肌萎缩侧索硬化症(ALS)的初始症状通常较为微妙,可能会延迟诊断。本探索性分析旨在更好地描述美国医疗保险和医疗补助服务中心 Medicare 纵向索赔数据库中 ALS 患者的预诊断途径。
分析了季度 Medicare 索赔数据,以确定包括≥65 岁、至少有 2 次肌萎缩侧索硬化症索赔(国际疾病分类,第九修订版,临床修正码 335.20)的 ALS 患者队列的预诊断途径,这些患者在 2007 年第一季度至 2009 年第四季度期间有≥2 次 Medicare 索赔,并且在首次肌萎缩侧索硬化症索赔(诊断)前至少有 2 年的 Medicare 保险。为了比较,还确定了一组没有运动神经元疾病索赔的 Medicare 患者。将这些患者中有≥3 年索赔数据的子集纳入诊断时间分析。数据提取包括 ALS 最常见的初始症状、从首次 ALS 症状到诊断的时间,以及在诊断 ALS 之前进行的诊断程序。

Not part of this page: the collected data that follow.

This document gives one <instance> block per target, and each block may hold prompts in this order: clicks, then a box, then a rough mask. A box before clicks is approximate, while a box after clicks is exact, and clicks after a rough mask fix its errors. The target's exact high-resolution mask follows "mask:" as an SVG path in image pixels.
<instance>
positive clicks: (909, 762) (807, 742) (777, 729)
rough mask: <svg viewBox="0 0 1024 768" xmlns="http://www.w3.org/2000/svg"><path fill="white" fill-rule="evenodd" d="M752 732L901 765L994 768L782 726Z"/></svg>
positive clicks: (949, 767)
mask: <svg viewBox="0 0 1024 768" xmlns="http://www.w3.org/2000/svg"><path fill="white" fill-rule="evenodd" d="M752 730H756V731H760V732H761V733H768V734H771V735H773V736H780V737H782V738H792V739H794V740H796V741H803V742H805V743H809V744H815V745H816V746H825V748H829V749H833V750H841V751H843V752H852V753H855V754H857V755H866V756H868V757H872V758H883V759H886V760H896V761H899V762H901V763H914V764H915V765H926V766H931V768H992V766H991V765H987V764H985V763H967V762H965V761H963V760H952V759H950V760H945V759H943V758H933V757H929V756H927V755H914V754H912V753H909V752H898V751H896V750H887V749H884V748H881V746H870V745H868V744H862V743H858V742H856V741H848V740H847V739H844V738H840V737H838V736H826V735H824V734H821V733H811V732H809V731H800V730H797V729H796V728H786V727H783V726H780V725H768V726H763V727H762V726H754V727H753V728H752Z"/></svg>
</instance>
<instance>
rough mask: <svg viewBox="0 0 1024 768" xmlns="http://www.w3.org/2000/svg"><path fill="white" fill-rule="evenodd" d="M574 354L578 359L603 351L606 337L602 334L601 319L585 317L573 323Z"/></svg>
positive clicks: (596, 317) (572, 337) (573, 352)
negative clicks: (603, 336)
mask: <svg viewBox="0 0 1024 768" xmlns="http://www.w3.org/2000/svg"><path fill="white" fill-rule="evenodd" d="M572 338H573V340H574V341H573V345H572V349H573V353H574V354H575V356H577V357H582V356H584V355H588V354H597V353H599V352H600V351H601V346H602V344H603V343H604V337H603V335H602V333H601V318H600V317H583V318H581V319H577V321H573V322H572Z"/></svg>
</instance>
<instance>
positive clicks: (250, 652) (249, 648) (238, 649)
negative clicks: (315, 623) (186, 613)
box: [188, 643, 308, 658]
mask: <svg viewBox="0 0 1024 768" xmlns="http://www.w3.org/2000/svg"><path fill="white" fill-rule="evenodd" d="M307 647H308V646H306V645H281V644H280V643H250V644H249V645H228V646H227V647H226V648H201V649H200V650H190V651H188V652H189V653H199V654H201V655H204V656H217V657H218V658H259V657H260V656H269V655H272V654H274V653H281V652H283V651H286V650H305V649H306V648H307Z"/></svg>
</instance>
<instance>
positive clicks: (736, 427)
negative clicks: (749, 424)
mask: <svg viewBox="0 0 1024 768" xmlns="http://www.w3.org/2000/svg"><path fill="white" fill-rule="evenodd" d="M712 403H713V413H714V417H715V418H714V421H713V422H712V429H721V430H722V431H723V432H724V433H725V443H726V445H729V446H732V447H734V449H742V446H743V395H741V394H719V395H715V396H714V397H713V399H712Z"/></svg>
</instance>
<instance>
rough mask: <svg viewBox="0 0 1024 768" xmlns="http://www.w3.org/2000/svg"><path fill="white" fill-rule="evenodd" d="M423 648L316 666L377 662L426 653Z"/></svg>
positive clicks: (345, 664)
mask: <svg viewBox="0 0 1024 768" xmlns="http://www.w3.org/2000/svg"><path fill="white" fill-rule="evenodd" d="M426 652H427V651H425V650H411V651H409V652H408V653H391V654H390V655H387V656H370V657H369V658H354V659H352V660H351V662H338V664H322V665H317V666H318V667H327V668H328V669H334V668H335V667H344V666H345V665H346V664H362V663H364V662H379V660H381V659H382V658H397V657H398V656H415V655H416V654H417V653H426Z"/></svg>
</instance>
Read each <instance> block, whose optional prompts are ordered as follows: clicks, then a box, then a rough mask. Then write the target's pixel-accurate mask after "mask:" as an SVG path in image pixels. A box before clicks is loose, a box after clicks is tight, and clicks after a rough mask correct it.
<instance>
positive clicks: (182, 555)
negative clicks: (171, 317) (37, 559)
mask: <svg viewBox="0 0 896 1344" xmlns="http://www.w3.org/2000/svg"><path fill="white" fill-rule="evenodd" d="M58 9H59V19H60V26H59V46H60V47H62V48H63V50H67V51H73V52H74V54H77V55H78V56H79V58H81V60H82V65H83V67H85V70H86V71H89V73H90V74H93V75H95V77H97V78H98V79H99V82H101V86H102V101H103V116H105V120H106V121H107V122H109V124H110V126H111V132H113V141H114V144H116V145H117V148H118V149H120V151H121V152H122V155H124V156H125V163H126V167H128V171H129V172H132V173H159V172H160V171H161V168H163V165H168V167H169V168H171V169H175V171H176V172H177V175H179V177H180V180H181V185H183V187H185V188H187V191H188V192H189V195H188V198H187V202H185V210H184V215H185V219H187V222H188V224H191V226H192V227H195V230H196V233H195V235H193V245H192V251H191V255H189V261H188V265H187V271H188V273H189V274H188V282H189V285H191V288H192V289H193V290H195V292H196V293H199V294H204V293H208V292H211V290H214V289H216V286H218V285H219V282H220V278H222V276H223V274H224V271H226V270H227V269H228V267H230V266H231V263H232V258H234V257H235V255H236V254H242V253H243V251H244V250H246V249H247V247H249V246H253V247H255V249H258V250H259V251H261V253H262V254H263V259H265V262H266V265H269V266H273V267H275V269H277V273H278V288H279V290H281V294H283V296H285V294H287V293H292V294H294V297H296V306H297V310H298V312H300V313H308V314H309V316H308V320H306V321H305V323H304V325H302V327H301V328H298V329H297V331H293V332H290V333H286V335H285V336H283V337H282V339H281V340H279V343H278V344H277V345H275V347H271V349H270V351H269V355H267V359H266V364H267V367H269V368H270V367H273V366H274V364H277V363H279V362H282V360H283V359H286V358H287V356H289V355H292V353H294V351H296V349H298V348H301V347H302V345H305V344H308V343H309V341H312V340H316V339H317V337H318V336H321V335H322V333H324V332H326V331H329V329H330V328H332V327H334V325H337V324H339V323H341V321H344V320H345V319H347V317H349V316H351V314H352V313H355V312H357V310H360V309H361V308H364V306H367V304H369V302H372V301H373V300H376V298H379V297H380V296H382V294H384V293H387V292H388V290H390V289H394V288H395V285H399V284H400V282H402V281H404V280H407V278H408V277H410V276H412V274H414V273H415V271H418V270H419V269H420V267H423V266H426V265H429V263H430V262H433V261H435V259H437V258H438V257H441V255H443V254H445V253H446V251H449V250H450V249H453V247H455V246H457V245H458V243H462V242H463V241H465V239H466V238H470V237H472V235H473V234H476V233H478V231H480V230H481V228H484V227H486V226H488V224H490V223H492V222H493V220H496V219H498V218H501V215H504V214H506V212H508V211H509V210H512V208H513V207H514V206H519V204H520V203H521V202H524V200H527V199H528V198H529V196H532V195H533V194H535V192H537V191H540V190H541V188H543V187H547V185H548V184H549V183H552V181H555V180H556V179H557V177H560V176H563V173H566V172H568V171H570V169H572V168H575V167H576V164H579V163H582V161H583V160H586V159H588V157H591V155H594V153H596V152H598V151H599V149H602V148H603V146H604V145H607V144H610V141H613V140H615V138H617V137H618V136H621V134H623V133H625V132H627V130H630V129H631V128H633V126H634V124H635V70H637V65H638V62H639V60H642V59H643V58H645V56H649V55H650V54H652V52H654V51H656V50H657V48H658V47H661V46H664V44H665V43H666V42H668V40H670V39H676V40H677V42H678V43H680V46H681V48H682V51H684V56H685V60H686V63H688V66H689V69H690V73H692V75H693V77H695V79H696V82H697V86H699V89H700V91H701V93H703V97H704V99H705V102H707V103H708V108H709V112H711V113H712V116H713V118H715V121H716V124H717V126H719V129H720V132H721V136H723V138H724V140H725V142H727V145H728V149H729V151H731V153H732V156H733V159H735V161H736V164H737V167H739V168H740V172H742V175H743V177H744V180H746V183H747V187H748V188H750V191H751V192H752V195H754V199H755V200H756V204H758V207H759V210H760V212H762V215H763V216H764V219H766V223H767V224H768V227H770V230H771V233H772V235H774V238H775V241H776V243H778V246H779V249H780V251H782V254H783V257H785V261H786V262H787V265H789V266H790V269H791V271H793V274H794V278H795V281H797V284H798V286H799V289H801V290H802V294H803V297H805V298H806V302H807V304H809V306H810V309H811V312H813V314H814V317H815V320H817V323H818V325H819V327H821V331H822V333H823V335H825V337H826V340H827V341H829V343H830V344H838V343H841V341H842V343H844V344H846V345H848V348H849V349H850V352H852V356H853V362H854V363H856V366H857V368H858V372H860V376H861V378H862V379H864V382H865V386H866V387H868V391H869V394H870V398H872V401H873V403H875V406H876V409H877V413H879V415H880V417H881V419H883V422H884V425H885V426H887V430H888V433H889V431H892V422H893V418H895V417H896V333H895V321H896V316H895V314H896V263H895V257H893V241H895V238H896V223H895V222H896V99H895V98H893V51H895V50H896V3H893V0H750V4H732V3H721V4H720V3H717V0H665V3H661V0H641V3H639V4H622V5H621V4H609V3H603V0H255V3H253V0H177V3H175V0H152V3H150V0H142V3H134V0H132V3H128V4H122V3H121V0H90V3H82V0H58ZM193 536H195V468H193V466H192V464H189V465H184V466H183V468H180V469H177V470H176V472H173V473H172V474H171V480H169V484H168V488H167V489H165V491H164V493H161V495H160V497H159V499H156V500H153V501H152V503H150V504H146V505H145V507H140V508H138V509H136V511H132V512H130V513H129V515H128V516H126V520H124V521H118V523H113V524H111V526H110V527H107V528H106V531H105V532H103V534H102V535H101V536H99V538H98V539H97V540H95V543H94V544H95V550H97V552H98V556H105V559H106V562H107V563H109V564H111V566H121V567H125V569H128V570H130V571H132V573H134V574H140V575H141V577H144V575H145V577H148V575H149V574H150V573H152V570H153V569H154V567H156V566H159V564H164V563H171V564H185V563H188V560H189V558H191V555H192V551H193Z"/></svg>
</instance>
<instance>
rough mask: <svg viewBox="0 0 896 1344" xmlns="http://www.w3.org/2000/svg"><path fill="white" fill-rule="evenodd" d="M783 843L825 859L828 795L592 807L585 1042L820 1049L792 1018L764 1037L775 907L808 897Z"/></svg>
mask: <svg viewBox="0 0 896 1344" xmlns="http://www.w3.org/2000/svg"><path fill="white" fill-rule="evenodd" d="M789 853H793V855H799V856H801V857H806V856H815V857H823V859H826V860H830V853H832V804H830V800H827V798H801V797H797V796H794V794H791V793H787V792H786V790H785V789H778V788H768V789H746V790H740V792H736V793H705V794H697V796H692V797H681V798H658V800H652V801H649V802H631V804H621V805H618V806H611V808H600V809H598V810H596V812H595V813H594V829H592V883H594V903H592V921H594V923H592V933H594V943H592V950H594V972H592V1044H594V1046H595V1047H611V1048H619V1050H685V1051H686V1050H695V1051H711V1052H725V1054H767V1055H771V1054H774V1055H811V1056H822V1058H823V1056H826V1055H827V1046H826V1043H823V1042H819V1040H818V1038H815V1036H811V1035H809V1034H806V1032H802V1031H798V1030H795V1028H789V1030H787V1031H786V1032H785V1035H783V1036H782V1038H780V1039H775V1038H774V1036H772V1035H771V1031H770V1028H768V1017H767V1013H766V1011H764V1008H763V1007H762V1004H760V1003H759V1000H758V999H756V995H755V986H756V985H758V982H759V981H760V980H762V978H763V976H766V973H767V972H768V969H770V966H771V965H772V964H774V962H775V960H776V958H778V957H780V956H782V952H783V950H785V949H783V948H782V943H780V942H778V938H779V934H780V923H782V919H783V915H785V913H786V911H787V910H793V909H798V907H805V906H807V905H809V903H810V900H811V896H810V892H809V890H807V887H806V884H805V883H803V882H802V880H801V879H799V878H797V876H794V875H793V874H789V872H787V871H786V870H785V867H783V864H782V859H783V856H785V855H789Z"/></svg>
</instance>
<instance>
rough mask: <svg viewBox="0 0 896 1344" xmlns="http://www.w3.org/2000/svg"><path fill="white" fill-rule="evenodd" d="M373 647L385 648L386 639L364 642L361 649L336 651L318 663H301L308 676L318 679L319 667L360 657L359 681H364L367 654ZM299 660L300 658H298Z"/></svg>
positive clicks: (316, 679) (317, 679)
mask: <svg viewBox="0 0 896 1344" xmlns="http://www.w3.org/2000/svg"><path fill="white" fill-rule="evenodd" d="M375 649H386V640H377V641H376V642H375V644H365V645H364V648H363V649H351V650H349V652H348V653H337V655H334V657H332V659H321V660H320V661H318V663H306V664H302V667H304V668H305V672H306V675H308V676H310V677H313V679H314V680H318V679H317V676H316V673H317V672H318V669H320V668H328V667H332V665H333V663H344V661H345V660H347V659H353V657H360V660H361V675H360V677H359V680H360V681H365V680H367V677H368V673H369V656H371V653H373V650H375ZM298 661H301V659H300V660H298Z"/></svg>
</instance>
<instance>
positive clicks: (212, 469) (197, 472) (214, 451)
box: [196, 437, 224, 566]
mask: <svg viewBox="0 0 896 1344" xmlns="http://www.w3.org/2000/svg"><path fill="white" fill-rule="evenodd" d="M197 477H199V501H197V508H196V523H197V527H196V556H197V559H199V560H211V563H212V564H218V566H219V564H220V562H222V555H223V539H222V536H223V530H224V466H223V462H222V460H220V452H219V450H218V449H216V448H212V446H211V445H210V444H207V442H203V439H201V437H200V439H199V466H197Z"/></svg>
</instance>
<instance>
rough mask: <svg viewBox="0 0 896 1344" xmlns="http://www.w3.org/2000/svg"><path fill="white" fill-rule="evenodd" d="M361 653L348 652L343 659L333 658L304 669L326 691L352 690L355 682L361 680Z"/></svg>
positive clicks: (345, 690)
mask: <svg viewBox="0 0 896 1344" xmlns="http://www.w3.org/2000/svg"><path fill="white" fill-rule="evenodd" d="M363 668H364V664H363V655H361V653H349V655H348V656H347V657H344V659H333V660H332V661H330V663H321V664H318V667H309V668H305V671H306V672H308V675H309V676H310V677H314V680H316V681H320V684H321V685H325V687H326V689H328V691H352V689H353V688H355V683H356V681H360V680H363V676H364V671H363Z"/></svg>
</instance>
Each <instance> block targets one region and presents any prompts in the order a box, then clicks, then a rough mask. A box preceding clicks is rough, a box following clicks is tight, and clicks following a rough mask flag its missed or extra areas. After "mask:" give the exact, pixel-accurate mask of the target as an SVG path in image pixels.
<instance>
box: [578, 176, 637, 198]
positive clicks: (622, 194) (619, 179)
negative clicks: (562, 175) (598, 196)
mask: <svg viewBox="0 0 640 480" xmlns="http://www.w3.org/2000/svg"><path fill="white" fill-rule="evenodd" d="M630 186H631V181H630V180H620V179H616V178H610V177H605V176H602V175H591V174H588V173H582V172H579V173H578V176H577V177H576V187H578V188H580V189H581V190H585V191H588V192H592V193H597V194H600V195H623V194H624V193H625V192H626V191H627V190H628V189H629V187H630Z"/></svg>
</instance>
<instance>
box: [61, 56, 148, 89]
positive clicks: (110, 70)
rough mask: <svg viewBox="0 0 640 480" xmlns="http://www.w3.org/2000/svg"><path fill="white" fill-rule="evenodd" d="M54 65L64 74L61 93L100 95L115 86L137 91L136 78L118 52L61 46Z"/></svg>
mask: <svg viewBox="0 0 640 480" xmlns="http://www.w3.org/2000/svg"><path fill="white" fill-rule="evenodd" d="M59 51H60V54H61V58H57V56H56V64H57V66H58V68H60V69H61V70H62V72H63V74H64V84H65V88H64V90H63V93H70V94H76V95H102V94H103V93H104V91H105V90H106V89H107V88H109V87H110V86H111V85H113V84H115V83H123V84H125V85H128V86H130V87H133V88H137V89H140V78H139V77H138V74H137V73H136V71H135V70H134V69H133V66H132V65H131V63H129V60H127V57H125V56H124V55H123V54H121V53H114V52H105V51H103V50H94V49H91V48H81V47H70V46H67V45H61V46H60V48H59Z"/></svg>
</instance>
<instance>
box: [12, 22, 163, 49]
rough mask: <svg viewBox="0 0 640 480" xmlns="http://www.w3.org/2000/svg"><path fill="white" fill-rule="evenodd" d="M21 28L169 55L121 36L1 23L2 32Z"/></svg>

共有 399 名患者符合纳入标准,并被纳入 ALS 队列;272 名患者被纳入诊断时间队列。在诊断季度之前,ALS 队列中比一般 Medicare 队列更常见的症状包括肌肉无力、协调缺失和言语/吞咽困难。肢体起病 ALS(74%)比球部起病 ALS(17%)更为常见。肢体起病和球部起病患者的中位诊断时间分别为 2.5 年和 1.25 年。在诊断季度之前进行的最常见测试包括感觉和运动神经传导测试、影像学研究和肌电图;然而,相当数量的患者未接受任何神经传导测试。球部起病 ALS 患者的运动神经传导测试对诊断时间的影响最大。
这项分析描述了美国 Medicare 人群中 ALS 患者的诊断延迟,与之前的报告相似。需要开发和持续教育工具,以帮助更早地识别疾病过程中的 ALS 患者。